Event honors women’s spirituality, struggle and survival

by Darla Carter | Presbyterian News Service

LOUISVILLE — A song rejecting the voices of doubt and insecurity that haunt many women as they face life’s challenges resounded through the Presbyterian Church (U.S.A.) chapel Wednesday morning.

Sheila O’Bannon of Peace Presbyterian Church sang “You Say” with conviction, driving home the words “Lord, I believe,” a reminder to all those in attendance at the Women’s History Month service to remember what God says about them.

“You say I am loved when I can’t feel a thing.
You say I am strong when I think that I am weak.
You say I am held when I am falling short.
When I don’t belong, Lord, you say I am yours.
And I believe, oh I believe,

Lord, what you say of me; Lord, I believe.” 

The song, popularized by Christian artist Lauren Daigle, was featured during the Celebrate the Gifts of Women Chapel Service led by Racial Equity & Women’s Intercultural Ministries (RE&WIM) in collaboration with Presbyterian Women.

Amy Mendez, associate director for Racial Equity & Women’s Intercultural Ministries, spoke about the influence that her hardworking mother and grandmother had on her while she was growing up in Guatemala City. (Photo by Tammy Warren)

The service, which also featured a reflection by Amy Mendez and hymns by a women’s choir, was designed to honor women’s spirituality, struggle and survival.

“We honor women who may have felt their faith falter at times and those who have held fast to their faith,” said Jewel McRae, associate for Women’s Leadership Development and Young Women’s Ministries for RE&WIM. “We give thanks for their persistence, their witness, their words and actions.”

During reflection time, Mendez spoke of her early life in Guatemala City, where she was raised by her mother, Adelina, and grandmother Simona, who both became widows at a young age.

“As I was writing my sermon, my meditation, I was thinking how great and how courageous they were,” sharing their faith and their gifts with the family, said Mendez, who recently became RE&WIM’s associate director.

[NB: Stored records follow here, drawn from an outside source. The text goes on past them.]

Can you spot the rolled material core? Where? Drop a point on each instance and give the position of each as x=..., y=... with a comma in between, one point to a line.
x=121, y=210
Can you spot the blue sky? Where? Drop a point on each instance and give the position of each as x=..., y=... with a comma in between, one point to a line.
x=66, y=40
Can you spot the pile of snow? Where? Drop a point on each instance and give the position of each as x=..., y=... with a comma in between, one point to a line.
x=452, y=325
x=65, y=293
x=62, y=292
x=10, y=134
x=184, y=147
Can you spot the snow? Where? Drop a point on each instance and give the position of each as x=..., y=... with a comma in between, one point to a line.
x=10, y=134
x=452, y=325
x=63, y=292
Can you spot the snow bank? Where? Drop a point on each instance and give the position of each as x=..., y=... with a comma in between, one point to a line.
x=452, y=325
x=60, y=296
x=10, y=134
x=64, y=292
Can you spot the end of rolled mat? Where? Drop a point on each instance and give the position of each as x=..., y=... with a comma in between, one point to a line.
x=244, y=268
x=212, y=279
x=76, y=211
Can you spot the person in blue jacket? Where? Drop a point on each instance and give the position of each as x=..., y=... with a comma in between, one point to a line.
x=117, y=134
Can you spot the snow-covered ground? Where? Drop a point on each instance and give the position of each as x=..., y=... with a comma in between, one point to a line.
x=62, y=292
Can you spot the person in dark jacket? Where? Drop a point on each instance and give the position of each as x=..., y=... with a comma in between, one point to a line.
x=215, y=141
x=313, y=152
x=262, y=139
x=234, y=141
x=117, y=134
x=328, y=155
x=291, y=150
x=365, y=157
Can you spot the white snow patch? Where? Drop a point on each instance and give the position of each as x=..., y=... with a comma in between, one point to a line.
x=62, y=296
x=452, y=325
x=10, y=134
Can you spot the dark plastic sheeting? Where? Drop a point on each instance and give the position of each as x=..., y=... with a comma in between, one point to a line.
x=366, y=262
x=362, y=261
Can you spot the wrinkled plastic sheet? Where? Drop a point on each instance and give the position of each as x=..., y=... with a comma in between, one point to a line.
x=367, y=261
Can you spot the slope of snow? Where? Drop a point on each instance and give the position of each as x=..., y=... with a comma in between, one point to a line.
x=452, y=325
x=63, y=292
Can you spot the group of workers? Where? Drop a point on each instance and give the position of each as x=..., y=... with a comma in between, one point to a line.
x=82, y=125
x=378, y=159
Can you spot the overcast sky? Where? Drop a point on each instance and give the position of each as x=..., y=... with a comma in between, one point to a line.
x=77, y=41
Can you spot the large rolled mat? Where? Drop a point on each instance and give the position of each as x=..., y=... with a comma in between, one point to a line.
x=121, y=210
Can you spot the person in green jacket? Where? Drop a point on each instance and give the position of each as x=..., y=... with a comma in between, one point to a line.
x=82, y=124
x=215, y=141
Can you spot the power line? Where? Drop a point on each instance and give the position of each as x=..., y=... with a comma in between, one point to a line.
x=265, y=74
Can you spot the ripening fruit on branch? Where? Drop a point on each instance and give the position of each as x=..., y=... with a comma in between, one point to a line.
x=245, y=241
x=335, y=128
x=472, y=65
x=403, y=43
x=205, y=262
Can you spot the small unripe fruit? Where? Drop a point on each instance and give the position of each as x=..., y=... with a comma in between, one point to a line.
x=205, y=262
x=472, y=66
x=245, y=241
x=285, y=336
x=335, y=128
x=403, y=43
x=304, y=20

Mendez, the fifth of 10 children, used her personal story to segue into 2 Timothy 1, in which the Apostle Paul notes that Timothy’s sincere faith originated with his grandmother Lois and mother Eunice.

“It reminds me of the roots that I come from,” said Mendez, whose mother and grandmother worked hard to provide for the family.

“I cannot complain about saying we were poor because we had a house, we had food on the table and we prayed every day that God will be with us,” and indeed, God was, she said.

The service featured a women’s choir, which sang “I Need You to Survive” and other selections. (Photo by Tammy Warren)

People of God have a great obligation to not only pass along their faith but to tap into the spirit of power, love and self-discipline that is mentioned in 2 Timothy 1:7, Mendez said.

It’s also important to encourage people to use their gifts for God’s glory, and for people to be willing to confess their fears.

“It’s not easy to relax in a country that is up in arms against immigrants, against refugees, people of color, women and children,” she said.

But doing ministry is about finding brothers and sisters who can stand together as allies of faith, Mendez said.

“The Church can be stronger when we recognize the gifts of others, what we bring to the table and to the body of Christ,” she said. “All can sit at God’s table.”